Now, onto the usual stuff
AG. “what was your favourite World Cup track?”
MC. “Mont Sainte Anne. because it's really technical and natural. You don't have lots of jumps you know, you just have to ride your bike and know riding your bike. You have to put on your head at the beginning of the track and take it all the way to the end.”
AG. “who do you hang out with at race weekend?”
MC. “in general I ride with my friends, those who live near my house and I am used to riding with them so I know their technical skills and how they ride. So sometimes I ride with my friends and sometimes I try to ride with somebody else to see if my speed is good or not. It's different every time.

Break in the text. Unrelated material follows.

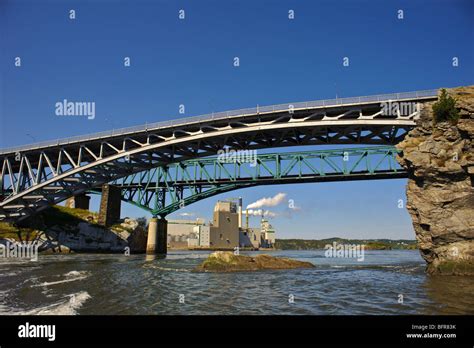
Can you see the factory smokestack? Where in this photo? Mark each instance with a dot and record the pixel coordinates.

AG. “what are your goals for next season? How do you feel going into 2020?”
MC. “in 2020 I would like to pass qualification every time and in the best moments be in the top 10 but I don't really have big goals about that. I just want to pass every qualification, do my best and after I will just see because whenever I have pleasure on my bike it goes good. But I have another challenge; next season I will be with Team Hope during all the races and it will be a new challenge for me speaking english every time and talking about my suspension and things like this in English, it will be a new, little challenge for me. But I think it will be a good season because we will be in a good atmosphere and in a racing mood, you know.”
AG. “do you feel pressure on race day from your sponsors?”
MC. “No, I don't feel pressure from my sponsors. I just think about track pleasure and being on my bike because i think the pressure comes from myself, not my sponsors. It's really good because, for example, Hope never give me any pressure and I am really happy for that because when there is pressure it is difficult to ride good and I don't know if I could have done something better….it's only me for the pressure. It ́s good and naturally good sometimes but really frustrating during a race.”
After spending some time getting to know Melanie the bike racer, a conversation about instagram was unavoidable. It's a huge part of what she does and her following has exploded during the last year, I wanted to know how important it is for her, again both from a sponsors and her own personal point of view.
MC. “it depends really, I really like to try to post lots of different stuff. Sometimes I have a really good idea for what I want to put on my next post and sometimes it´s something commercial for the sponsors. I really like to put a bit of my own life outside of the bike too, it's really interesting...I really like to be on instagram and see how everybody in mountain biking world, or other sports or sometimes people not even in sport, I really like to look at other people on instagram and get ideas to post. All my ideas come from seeing other people´s posts.”
But she agrees that having a good social media account takes a lot of work and these days it is often as important as being on the bike. But for Melanie, whether it's taking a friend on a ride specifically to take photos or leaving the phone at home to focus on training “In the end, I just have to ride my bike.”